Conforme a Polícia Civil, Alison tramou o acidente para tentar ocultar o feminicídio. Ele jogou o carro contra um ônibus que transportava mais de 30 passageiros. As imagens do pedágio mostram Henay inconsciente no banco do motorista.

Imagens cruciais para desvendar o crime

O delegado responsável pelo caso, João Marcos do Amaral, explicou que a existência de uma câmera dentro do apartamento só foi descoberta após a análise dos celulares da vítima e do autor.

“A Polícia Civil somente descobriu que havia uma câmera no interior do apartamento após analisar as imagens que tinha no interior, tanto do celular da vítima quanto do celular do autor. Foi possível verificar que havia captações de imagens ali no interior do apartamento. Essa câmera já não estava mais quando foi feita a perícia, o que comprova que realmente ele retirou a câmera de lá.”

Segundo o delegado, os frames recuperados mostram o momento do crime.

“Esses frames foram direcionados, armazenados no aparelho celular do autor no dia anterior, em que aparece ele sobre a vítima. A vítima estava deitada no colchão na sala, ele sobre ela, com as mãos ali sobre o pescoço dela.”

A câmera registrou imagens até pouco depois do assassinato.

“Essa imagem foi captada no dia 13, e também captou o frame do momento em que ele desliga a câmera. O último sinal dessa câmera ligada foi às 3h36 do dia 14, ou seja, logo após o crime.”

Sangue de Henay Amorim no apartamento e provas periciais

Durante a perícia, os investigadores localizaram vestígios de sangue na residência, mesmo após tentativa de limpeza. O material foi submetido a exame genético.

“Havia sangue tanto na porta, na maçaneta da porta de entrada, no chão. Foi comprovado que era sangue e, submetido à análise de DNA, comprovou que esse sangue pertencia à vítima.”

Além disso, a polícia encontrou no apartamento um prontuário médico de Alison, emitido após o acidente.

“Dentro do apartamento foi encontrado um prontuário de atendimento médico dele, decorrente do acidente. Esse prontuário era do hospital Manuel Gonçalo, de Itaúna. Então isso comprova que ele esteve dentro do apartamento para apagar esses vestígios.”

Pesquisas na internet reforçaram intenção criminosa

A análise dos celulares revelou que Alison buscou informações técnicas e jurídicas logo após o crime.
“A equipe de investigação conseguiu recuperar que o investigado fez pesquisas na internet relacionadas a acidentes de veículo, baixou arquivos de jurisprudência relacionados a casos idênticos e fez pesquisas sobre medicina legal.”

Para o delegado, o conteúdo demonstra intenção deliberada.

“Esses arquivos demonstram que ele tinha a intenção deliberada de matar a vítima e que estava se munindo de informações técnicas e jurídicas para se defender de uma eventual investigação.”
Indiciamento por feminicídio e fraude processual

Com base no conjunto de provas, a Polícia Civil formalizou o indiciamento.

“A Polícia Civil indiciou o autor pelo crime de feminicídio, previsto no artigo 121-A do Código Penal, circunstanciado pela asfixia e pelo recurso que dificultou a defesa da vítima, além da fraude processual.”
Segundo João Marcos do Amaral, a fraude ocorreu porque o investigado adulterou a cena do crime, simulou o acidente e tentou apagar provas.

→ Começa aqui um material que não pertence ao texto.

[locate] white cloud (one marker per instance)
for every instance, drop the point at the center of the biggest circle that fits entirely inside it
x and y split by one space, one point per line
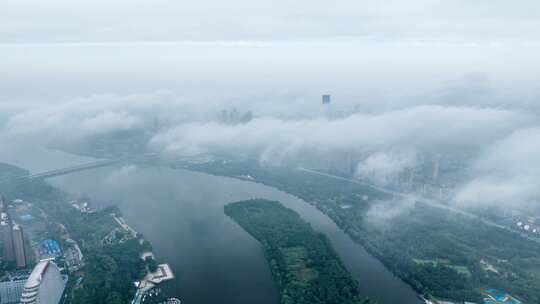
507 174
384 168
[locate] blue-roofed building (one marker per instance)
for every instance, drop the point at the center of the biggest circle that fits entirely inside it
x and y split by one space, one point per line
49 249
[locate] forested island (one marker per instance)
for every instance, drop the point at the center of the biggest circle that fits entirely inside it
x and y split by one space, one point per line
439 253
304 265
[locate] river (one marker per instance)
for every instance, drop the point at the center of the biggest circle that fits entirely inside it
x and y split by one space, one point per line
181 213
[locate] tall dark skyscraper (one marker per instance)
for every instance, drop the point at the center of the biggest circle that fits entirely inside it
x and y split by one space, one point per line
18 244
7 238
327 99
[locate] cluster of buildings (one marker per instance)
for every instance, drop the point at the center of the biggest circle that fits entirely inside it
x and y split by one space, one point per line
21 284
12 239
45 284
529 225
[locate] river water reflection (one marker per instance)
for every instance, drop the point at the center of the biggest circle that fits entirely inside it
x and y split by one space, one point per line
215 261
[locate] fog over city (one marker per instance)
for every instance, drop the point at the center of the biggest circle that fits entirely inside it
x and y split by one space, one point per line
418 83
354 151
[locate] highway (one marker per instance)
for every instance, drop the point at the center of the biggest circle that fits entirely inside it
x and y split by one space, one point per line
72 169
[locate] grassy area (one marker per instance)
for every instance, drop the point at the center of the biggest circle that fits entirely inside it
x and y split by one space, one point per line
446 263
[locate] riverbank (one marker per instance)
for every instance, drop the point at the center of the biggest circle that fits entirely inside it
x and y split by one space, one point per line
111 248
303 263
417 233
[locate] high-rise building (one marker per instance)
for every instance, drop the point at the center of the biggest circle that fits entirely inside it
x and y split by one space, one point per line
327 99
45 285
11 287
18 244
7 238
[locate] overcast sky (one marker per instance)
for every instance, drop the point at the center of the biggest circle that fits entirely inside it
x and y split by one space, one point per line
37 21
423 74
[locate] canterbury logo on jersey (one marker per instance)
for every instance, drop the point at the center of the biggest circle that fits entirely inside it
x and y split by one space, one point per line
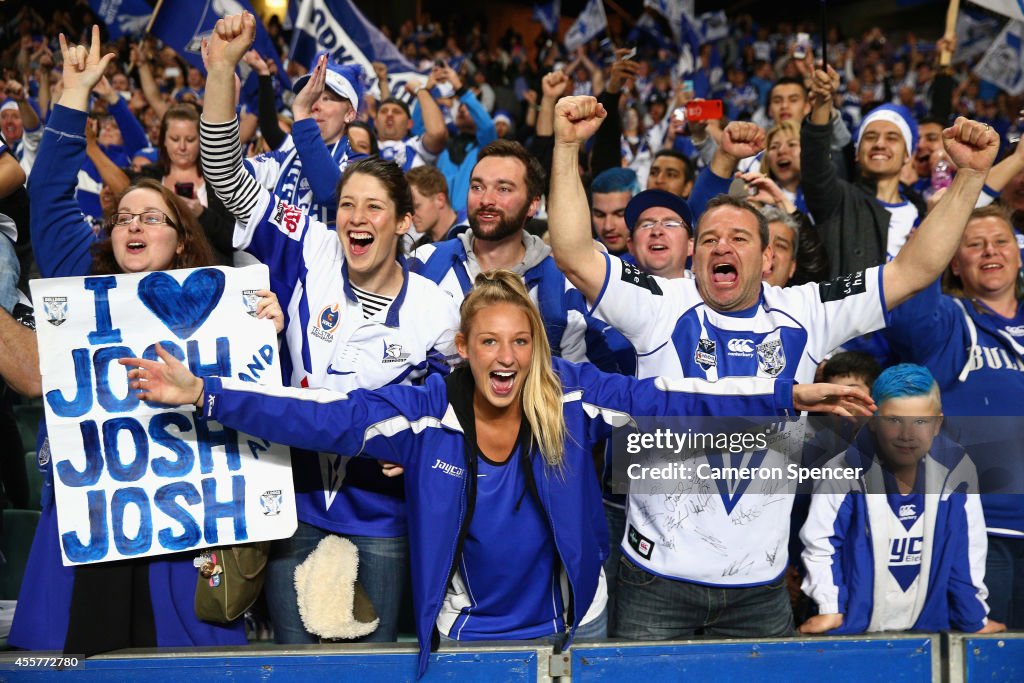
742 346
448 468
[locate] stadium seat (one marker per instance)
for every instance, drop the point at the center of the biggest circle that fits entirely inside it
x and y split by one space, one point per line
35 480
18 529
28 417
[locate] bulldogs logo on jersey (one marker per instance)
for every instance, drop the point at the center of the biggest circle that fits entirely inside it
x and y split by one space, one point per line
250 300
771 357
705 355
55 309
329 318
393 353
269 503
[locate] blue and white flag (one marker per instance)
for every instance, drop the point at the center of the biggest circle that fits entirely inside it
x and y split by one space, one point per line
675 11
1012 8
123 17
974 34
714 26
1004 62
548 14
183 25
341 30
592 22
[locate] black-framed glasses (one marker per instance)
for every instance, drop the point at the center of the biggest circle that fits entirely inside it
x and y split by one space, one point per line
146 218
668 223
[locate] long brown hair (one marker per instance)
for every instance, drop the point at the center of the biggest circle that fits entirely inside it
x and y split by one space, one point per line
196 250
542 390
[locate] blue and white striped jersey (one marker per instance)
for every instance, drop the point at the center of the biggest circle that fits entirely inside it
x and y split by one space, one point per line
329 343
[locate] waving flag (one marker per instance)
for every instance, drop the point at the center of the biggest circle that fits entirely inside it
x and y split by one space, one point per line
341 30
123 17
1012 8
548 14
592 20
1004 62
183 25
974 34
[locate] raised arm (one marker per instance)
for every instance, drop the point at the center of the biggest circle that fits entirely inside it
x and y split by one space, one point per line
568 216
219 145
818 178
60 238
267 105
143 61
434 129
111 173
317 165
972 146
19 356
318 419
131 130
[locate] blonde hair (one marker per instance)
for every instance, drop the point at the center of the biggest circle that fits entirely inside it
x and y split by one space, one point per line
542 390
791 128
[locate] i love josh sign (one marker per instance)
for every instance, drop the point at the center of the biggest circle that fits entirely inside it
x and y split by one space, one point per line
133 478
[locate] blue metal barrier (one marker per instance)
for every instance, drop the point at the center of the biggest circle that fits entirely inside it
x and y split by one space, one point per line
367 664
996 657
903 658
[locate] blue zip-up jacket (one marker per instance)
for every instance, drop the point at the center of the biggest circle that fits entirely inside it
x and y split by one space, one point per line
424 429
978 361
572 332
61 240
840 543
457 173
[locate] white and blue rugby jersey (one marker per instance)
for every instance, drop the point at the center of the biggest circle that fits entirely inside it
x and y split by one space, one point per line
785 334
727 534
281 172
330 344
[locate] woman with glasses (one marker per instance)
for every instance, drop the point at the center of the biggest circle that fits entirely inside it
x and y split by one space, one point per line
509 535
144 602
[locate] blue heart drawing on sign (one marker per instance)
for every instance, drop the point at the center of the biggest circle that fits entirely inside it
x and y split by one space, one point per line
183 308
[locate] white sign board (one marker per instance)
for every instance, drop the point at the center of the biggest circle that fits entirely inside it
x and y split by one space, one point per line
132 478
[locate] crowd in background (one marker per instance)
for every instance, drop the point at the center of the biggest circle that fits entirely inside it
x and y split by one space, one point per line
797 139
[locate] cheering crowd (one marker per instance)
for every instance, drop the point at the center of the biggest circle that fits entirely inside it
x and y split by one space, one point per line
555 241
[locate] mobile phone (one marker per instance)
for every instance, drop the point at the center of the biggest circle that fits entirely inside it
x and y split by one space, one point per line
704 110
803 45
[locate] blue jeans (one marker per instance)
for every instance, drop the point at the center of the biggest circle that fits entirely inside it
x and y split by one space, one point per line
616 528
649 607
10 269
383 564
1005 579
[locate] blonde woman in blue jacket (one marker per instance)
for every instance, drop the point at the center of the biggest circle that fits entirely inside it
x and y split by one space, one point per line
507 530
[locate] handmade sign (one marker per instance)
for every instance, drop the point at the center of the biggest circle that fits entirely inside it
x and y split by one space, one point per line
133 478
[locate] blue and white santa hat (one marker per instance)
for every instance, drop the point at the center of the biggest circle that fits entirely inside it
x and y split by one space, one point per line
895 114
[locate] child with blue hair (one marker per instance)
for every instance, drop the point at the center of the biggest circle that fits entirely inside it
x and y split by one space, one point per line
903 546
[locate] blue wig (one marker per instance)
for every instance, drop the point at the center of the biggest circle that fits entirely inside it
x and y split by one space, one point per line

“Ele adulterou a cena do crime, simulou um acidente automobilístico para ocultar esse crime anterior e depois retorna ao apartamento para apagar os vestígios.”

Intimado novamente para prestar esclarecimentos, Alison preferiu não falar.

“Diante de todos esses elementos informativos, ele foi intimado novamente, mas preferiu ficar em silêncio. Disse apenas que descartou a câmera porque estaria quebrada.”